The first crucial step is to decide how we want to distribute a precinct's data
to the blocks within it. Since we're prorating election data, it makes sense to
use a block's total population or voting-age population. Here's how we might
prorate by population (`"TOTPOP"`):

```python
from maup import assign

election_columns = ["PRESD16", "PRESR16"]
assignment = assign(blocks, precincts)

# We prorate the vote totals according to each block's share of the overall
# precinct population:
weights = blocks.TOTPOP / assignment.map(precincts.TOTPOP)
prorated = assignment.map(precincts[election_columns]) * weights

# Add the prorated vote totals as columns on the `blocks` GeoDataFrame:
blocks[election_columns] = prorated
```

#### Warning about areal interpolation

**We strongly urge you _not_ to prorate by area!** The area of a census block is **not**
a good predictor of its population. In fact, the correlation goes in the other direction:
larger census blocks are _less_ populous than smaller ones.
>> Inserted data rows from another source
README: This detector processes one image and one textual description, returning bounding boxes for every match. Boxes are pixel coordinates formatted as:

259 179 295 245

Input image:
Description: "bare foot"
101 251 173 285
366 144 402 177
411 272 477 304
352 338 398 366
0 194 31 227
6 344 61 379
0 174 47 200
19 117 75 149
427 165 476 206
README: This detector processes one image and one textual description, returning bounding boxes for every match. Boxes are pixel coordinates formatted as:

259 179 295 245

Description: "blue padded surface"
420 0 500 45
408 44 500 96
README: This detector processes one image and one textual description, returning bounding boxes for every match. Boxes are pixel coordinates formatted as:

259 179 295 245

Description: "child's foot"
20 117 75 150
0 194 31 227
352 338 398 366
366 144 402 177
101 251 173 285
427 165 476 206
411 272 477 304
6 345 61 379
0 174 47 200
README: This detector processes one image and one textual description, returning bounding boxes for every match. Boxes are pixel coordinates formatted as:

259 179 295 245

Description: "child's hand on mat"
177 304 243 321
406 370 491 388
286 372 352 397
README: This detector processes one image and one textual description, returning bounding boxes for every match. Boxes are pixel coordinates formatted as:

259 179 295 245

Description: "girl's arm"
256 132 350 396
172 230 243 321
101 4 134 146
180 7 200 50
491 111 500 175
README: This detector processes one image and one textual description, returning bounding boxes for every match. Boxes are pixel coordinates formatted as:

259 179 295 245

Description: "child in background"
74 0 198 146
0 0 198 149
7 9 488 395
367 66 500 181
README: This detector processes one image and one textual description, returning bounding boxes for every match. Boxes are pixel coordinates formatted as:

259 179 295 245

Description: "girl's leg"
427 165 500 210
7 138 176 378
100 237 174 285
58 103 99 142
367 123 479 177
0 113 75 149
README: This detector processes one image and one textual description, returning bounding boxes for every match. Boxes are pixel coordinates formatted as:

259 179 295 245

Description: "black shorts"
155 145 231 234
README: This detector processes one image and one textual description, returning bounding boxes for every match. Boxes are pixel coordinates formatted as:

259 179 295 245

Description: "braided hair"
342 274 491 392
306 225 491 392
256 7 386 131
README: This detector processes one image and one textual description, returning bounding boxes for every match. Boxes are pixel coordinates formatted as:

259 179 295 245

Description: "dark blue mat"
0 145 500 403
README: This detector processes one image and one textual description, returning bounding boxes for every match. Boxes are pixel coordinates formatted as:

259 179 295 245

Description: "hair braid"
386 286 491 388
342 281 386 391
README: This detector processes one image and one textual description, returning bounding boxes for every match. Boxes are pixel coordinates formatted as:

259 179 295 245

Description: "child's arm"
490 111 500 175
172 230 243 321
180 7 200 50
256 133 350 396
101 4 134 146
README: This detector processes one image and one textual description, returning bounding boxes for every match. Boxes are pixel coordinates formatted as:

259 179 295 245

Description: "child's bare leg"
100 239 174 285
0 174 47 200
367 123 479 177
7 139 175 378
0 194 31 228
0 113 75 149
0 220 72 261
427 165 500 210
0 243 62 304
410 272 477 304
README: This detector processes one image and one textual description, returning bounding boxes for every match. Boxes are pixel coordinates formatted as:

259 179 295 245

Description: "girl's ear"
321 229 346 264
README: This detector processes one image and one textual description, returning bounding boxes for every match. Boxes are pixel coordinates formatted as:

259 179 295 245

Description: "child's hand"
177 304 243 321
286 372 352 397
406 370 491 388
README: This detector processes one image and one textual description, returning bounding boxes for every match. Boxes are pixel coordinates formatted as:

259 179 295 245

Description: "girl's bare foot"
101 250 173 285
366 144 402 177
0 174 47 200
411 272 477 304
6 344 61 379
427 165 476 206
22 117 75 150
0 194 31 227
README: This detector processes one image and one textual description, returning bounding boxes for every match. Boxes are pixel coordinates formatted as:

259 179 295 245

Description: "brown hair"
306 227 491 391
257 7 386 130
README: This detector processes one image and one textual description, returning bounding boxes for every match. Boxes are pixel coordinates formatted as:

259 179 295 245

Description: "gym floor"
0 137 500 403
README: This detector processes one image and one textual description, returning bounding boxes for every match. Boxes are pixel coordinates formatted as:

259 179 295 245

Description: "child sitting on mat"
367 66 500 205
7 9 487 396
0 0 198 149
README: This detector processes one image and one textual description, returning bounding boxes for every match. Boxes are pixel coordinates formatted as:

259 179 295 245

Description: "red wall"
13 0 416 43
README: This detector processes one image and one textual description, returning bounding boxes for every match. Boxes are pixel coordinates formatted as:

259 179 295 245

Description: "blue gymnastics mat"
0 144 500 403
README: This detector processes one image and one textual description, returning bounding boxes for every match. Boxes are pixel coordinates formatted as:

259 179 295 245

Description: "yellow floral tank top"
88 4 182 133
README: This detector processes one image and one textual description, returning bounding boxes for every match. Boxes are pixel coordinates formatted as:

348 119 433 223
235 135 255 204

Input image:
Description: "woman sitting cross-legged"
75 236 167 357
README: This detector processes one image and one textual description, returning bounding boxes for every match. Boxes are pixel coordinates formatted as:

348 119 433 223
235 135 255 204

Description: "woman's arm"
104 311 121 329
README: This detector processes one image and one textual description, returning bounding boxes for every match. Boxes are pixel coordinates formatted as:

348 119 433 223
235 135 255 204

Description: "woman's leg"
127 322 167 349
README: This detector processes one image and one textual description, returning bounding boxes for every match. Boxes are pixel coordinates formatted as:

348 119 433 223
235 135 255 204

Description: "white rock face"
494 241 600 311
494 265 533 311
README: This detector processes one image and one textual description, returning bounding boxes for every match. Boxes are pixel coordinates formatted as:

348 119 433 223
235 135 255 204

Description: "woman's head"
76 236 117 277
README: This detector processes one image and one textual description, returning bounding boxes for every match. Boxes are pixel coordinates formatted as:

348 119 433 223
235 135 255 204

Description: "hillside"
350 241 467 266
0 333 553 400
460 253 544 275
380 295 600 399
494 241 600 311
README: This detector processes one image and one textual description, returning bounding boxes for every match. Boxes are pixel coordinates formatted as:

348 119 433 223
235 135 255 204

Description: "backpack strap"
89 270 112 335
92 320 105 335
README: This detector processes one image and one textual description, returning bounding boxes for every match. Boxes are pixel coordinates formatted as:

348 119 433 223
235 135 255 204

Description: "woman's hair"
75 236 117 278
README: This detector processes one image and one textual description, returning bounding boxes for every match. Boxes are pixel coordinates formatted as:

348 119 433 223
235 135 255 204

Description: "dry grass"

## Modifiable areal unit problem

The name of this package comes from the
[modifiable areal unit problem (MAUP)](https://en.wikipedia.org/wiki/Modifiable_areal_unit_problem):
the same spatial data will look different depending on how you divide up the space.
Since `maup` is all about changing the way your data is aggregated and partitioned, we have named it
after the MAUP to encourage that the toolkit be used thoughtfully and responsibly.